Pada suatu hari, dibawah pohon rindang Sampuraga dan juga majikannya beristirahat sambil menikmati makan siang dan berbincang-bincang

"Sampuraga, usiamu masih muda, kalau boleh aku sarankan. Kamu sebaiknya pergi ke negeri yang penduduknya hidup makmur dan subur." ucap majikannya.

"Yang Tuan maksud itu, negeri mana?" Sampuraga penasaran.

"Namanya negeri Mandailing, rata-rata penduduk disana memiliki ladang dan juga saha.
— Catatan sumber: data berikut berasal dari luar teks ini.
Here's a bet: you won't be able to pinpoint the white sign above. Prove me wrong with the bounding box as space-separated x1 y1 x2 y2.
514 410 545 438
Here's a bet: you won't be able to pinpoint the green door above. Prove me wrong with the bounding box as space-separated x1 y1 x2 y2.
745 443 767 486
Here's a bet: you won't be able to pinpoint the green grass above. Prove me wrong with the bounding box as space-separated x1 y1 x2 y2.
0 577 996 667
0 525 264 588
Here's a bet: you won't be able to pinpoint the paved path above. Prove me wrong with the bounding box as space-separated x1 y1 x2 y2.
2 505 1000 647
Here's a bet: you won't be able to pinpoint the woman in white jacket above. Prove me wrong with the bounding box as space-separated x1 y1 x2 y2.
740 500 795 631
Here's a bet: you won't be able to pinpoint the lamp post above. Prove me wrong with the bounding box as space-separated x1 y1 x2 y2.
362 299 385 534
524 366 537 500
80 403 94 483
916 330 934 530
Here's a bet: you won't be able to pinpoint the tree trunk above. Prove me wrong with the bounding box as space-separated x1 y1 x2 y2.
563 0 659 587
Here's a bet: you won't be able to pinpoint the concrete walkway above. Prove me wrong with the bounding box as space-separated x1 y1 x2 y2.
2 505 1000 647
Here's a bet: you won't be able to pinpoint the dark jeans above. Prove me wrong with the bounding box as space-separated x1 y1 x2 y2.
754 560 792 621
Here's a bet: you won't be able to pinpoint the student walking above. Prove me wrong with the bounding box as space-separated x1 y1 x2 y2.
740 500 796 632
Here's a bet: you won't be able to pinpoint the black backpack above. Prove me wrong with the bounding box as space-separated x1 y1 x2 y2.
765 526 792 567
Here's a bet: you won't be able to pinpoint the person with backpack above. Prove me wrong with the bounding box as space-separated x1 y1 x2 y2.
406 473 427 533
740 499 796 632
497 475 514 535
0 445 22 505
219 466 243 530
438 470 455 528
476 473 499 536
Karena tanah disana memiliki kandungan emas, maka dengan mudah mereka mendapatkan uang, hasil dari mendulang emas di sungai." Majikannya menjelaskan.

"Sebenarnya, saya sudah lama ingin merantau untuk mencari pekerjaan yang baik dan bisa membahagiakan ibu saya." Ucap Sampuraga sungguh-sungguh.

"Begitu mulia cita-citamu Sampuraga!" Kamu memang anak yang berbakti." Puji majikannya.

Setelah ia berbincang seperti itu dengan majikannya, Sampuraga pun pulang dan mengutarakan niatnya kepada sang ibu.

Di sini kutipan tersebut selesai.